I feel like I should get more invested in Elementary fandom or re-invested in NuTrek, but I'm quite content to just watch episodes, follow the tumblrs, take a poke at some comms, and look through the AO3 listings for fics (and remake my journal header to reflect the fandoms I'm quite happy with at the moment). I just don't want to interact with the people. That way lies horror, disgust, disillusionment, and anger. I have been witness to some truly appalling behavior by fandompeople I interacted with and thought of positively. Makes me wonder if my time and energy's best spent elsewhere (like with pixelated horses).
Delete, delete, delete, delete.
I don't want to flounce. I don't want to cut ties. I just don't know how to cut some ties and keep others. I don't know how to disengage from fandoms but stay with the people even though I'm really not that great a fandomperson. Never have been.

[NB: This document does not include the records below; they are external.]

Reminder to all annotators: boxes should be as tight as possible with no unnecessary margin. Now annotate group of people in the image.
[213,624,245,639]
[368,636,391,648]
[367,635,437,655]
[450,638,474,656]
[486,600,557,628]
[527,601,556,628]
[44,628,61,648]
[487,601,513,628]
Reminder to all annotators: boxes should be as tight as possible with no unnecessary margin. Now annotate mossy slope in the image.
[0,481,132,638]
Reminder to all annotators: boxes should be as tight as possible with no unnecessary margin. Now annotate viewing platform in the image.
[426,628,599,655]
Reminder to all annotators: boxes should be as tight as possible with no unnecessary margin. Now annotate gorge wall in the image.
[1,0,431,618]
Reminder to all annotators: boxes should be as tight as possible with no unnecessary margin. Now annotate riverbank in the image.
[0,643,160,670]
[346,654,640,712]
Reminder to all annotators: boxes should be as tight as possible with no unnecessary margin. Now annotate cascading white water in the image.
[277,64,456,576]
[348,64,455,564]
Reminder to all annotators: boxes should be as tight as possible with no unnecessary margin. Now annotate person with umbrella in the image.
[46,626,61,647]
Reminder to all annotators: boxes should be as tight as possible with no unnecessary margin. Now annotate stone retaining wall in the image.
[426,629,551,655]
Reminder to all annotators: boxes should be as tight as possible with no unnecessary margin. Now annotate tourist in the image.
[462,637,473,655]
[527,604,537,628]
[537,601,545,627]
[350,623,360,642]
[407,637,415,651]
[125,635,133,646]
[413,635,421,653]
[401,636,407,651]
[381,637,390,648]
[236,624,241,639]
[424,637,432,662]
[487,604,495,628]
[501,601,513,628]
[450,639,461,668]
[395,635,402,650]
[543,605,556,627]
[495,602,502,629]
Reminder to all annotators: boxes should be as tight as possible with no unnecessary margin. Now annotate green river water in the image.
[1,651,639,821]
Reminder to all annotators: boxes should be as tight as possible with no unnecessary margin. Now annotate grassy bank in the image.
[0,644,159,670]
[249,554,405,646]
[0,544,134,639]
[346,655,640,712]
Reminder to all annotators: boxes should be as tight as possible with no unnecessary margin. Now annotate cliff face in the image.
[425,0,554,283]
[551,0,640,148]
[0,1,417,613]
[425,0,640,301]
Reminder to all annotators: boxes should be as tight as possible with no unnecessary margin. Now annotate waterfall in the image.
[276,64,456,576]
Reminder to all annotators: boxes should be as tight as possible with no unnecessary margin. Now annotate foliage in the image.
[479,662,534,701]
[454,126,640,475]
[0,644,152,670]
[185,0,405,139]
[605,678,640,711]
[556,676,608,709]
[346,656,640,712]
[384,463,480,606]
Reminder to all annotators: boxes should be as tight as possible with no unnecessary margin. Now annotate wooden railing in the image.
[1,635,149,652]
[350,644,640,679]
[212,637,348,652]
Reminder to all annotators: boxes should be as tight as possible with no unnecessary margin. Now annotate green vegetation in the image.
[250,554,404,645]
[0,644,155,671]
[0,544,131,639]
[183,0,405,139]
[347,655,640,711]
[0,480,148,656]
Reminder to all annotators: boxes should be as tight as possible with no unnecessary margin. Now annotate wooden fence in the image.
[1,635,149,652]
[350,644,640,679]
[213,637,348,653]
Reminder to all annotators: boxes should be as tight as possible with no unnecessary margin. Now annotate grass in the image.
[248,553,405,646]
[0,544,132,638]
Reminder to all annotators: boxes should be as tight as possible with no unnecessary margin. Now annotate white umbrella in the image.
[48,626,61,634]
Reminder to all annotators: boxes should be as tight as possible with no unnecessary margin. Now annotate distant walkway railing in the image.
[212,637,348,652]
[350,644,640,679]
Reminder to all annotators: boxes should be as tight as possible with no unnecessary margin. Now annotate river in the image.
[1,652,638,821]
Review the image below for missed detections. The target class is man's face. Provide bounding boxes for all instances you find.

You know what's great? Having a huge fucking row with Mom about buying/eating candy.
You know what else is great? She asked if I felt guilty whenever I ate candy and I told her I felt most comfortable eating candy by myself; she had the fucking gall to say that meant I knew subconsciously that candy's bad for me, not that I've been conditioned to feel shameful about my sweet tooth.
Every time I buy candy, every time I eat candy, she gives me a fucking lecture about how unhealthy it is to eat candy and how she fears I'll die before her due to my "poor" diet. Today she went so far as to ask one of the kids why eating candy is bad. The whole thing flew over my head anyway because the kid responded in Korean with vocab I've never fucking heard of. And after I bought $10 worth of candy (which is really small when it comes to me buying candy in bulk) she fucking lectured me on how candy is unhealthy and how I'd better not eat all the candy in one sitting and if I want to buy candy I should do it while she's not there and hide it in my bag so she can't see it. What the fuck. Candy is not illegal, last I checked. The fuck can you do anyway - I always had a sweet tooth; just because you never bought us candy when we were kids doesn't mean I had the sweet tooth trained out of me.
In reality I went and binged on candy after I went to uni. Last I checked I'm still healthy. Why? Because I can regulate my candy consumption. I don't know why she ALWAYS assumes I can't control how much candy I eat. And I kept preemptively telling her I was buying candy because I didn't want her to catch me eating candy and giving me a fucking lecture on how unhealthy candy is and how she didn't want me dying before she does and all that other fucking bullshit she told me for twenty-four fucking years.
I'm so sick of being shamed for liking candy. It's candy for fuck's sake; fuck off and leave me alone to indulge whenever I feel like it.